Focus on the algorithms. Eliminate data cleansing by leveraging a continuously reliable data foundation for AI, machine learning & deep learning  


As a Data Scientist or Business Analyst, your job is to uncover insights from a massive ever-growing pool of uncorrelated data. You've created data lakes, data warehouses, marts and even tried tools that access that through virtualization. One thing you absolutely need is for any data that you process to be clean and reliable.

Dirty Data in the form of unreliable, duplicate, or fraudulent information, may have even a larger impact, as much as 3 trillion dollars! Whether those numbers are accurate is debatable. Closer to home for businesses, Experian estimates that, on average, U.S. organizations believe 32 percent of their data is inaccurate.

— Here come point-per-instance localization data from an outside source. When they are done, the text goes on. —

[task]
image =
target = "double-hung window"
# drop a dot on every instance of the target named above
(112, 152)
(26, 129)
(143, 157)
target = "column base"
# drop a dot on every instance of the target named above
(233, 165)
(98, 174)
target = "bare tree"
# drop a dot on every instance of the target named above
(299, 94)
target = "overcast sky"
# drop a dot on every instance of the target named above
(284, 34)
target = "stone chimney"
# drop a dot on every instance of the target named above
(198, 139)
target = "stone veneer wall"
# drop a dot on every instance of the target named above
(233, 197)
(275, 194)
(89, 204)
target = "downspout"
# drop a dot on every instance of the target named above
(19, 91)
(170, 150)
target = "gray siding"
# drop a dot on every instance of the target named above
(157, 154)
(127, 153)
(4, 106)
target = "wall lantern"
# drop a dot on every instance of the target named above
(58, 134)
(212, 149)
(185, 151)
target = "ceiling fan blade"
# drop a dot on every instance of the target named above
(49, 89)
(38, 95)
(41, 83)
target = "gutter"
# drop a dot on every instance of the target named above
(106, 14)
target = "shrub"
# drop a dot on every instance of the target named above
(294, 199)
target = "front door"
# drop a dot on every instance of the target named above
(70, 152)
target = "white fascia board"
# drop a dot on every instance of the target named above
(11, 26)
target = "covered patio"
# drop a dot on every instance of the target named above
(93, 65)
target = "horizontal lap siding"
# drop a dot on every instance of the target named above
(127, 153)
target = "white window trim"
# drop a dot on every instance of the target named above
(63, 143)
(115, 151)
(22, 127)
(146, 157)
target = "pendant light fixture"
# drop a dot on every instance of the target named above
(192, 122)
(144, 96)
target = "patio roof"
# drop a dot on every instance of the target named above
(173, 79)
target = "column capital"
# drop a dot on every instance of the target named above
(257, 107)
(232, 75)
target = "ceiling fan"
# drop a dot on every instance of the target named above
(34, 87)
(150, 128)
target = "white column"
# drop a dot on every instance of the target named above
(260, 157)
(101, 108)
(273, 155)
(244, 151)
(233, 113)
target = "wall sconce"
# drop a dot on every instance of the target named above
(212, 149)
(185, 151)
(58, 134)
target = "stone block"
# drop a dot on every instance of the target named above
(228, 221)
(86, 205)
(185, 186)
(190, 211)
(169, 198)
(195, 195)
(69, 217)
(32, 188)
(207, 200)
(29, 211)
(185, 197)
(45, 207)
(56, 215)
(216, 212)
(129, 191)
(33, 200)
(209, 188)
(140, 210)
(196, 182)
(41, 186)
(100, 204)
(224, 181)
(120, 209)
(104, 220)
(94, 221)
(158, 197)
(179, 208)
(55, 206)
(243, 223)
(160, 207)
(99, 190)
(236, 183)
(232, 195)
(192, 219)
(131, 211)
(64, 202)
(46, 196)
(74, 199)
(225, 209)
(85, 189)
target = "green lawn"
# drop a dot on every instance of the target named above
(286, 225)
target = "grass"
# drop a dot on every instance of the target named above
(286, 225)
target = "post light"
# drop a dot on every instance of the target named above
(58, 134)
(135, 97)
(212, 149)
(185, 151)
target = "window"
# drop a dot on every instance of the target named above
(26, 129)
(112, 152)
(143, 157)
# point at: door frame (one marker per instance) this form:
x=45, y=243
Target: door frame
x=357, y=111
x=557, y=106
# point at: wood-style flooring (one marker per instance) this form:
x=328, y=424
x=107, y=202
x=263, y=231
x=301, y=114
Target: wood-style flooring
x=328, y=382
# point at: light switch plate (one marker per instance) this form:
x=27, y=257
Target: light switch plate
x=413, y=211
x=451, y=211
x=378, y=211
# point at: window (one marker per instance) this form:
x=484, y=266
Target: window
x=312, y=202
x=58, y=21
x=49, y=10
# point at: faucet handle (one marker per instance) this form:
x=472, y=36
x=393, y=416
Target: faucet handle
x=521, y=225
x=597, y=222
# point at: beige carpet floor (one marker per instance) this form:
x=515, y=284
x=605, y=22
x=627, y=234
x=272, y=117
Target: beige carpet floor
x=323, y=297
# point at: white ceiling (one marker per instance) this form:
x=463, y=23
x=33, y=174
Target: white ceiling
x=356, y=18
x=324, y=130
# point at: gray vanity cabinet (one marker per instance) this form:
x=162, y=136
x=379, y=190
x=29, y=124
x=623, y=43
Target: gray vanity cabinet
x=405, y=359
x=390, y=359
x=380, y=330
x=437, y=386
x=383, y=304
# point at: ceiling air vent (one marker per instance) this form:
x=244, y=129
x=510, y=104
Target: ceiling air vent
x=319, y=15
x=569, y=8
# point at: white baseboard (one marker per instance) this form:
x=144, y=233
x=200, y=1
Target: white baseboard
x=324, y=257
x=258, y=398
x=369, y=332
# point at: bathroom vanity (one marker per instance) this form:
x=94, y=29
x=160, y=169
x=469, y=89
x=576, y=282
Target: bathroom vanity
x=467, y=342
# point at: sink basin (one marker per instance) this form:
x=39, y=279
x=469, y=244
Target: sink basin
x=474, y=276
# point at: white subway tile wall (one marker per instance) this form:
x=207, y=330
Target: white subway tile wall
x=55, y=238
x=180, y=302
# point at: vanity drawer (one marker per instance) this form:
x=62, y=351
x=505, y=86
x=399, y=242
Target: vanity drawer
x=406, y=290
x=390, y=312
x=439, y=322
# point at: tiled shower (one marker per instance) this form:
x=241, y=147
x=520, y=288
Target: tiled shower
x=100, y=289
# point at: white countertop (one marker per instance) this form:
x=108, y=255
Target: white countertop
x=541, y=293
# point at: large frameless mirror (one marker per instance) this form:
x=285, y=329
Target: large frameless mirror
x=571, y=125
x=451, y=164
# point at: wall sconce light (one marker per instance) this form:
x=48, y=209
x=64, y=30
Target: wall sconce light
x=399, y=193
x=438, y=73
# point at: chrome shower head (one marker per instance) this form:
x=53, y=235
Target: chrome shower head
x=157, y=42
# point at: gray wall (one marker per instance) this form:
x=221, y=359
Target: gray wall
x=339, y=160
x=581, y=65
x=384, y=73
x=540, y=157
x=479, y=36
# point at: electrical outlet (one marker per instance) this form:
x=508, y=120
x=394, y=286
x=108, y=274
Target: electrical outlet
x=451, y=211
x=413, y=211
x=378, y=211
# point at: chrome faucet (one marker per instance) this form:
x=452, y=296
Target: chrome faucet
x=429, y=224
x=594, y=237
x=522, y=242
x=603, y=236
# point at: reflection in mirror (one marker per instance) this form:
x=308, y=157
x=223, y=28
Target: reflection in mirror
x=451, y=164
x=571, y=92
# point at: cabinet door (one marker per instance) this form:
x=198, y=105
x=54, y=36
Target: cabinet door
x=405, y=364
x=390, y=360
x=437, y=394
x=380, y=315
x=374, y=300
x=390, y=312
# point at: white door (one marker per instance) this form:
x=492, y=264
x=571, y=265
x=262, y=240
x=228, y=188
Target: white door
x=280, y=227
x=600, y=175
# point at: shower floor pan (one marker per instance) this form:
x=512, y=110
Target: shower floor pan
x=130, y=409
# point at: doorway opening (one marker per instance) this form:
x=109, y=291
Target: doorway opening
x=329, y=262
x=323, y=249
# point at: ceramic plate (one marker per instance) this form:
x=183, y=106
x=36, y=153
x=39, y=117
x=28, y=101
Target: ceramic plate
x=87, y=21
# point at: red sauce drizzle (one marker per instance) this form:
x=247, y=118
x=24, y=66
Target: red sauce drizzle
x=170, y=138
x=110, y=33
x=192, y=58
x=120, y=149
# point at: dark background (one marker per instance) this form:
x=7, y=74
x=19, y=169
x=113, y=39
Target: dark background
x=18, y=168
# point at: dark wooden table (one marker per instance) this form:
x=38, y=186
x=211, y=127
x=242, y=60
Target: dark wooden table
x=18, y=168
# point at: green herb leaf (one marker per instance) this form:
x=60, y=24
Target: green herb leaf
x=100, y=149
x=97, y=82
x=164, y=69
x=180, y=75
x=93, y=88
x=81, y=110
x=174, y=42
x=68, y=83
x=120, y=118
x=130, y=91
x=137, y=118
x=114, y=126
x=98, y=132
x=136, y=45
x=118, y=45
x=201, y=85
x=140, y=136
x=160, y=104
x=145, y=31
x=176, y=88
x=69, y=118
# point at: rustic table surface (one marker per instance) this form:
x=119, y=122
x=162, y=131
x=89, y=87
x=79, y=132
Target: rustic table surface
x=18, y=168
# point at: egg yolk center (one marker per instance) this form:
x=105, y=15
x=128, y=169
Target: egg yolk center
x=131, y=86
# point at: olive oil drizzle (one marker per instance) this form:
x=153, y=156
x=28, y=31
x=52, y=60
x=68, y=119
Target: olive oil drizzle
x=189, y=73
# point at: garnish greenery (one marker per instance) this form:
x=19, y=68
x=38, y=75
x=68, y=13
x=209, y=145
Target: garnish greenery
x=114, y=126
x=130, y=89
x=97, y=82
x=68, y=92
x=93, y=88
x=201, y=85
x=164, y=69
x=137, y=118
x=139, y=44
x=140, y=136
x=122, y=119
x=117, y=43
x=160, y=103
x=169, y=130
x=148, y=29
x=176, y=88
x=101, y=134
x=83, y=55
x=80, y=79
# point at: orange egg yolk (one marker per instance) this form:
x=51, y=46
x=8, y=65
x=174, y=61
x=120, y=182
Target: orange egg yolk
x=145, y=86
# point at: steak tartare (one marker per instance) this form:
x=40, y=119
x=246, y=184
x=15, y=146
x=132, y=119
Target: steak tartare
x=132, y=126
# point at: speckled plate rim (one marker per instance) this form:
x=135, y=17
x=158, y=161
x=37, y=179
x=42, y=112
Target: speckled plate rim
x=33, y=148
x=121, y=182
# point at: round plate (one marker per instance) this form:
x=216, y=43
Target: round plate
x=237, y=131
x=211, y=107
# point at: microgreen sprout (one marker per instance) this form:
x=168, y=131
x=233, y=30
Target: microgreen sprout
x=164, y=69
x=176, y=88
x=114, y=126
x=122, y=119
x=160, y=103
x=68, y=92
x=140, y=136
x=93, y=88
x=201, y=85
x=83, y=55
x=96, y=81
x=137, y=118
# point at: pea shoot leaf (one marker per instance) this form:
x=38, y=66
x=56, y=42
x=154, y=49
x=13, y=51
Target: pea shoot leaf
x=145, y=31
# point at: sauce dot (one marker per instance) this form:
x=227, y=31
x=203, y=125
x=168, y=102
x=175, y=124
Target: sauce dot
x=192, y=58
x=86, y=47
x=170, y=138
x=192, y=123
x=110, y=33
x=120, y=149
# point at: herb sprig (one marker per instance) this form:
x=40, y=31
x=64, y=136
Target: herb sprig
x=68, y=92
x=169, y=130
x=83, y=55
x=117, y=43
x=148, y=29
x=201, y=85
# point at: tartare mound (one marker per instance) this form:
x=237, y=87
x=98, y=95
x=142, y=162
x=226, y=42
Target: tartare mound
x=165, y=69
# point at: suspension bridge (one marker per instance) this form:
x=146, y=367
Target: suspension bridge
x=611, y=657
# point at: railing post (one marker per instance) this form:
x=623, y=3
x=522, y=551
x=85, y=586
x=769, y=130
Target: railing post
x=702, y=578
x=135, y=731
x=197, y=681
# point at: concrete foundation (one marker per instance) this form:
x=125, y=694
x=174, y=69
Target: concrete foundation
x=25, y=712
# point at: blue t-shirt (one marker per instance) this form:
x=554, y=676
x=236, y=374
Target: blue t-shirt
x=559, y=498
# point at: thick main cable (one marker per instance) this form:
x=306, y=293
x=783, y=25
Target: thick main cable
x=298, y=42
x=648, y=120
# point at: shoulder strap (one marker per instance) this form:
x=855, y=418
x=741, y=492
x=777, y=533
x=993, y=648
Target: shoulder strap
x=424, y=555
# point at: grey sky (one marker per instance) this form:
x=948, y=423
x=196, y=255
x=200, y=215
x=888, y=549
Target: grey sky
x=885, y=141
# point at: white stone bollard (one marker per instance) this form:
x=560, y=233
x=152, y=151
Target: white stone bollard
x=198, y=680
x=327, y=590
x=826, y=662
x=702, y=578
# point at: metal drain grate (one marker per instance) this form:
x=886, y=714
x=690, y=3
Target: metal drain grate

And that’s just the perception and impact of basic data quality (DQ). Even more critical, business decisions are made every day on uncorrelated data which may not be “dirty,” but missing key information that might have resulted in a better decision and outcome.

So naturally, Dirty Data is a major concern for both Data Scientists and Business Analysts alike. The Verge’s article titled “The biggest headache in machine learning? Cleaning dirty data off the spreadsheets contains a humorous but no doubt close-to- home quote:

There’s the joke that 80 percent of data science is cleaning the data and 20 percent is complaining about cleaning the data,
— Kaggle founder and CEO Anthony Goldbloom (via The Verge)
At Reltio, we leverage machine learning in several ways, including:
  1. Continuously improving consistency, accuracy and manageability for better data quality (DQ), uncovering patterns, anomaly detection and assisting humans such as data stewards, to make their job more focused and efficient. Which in turn provides the continuously reliable data foundation for data science and business analysis.
  2. Enabling a seamless foundation for the generation of relevant insights and contextual recommended actions, which can be operationalized through data-driven applications.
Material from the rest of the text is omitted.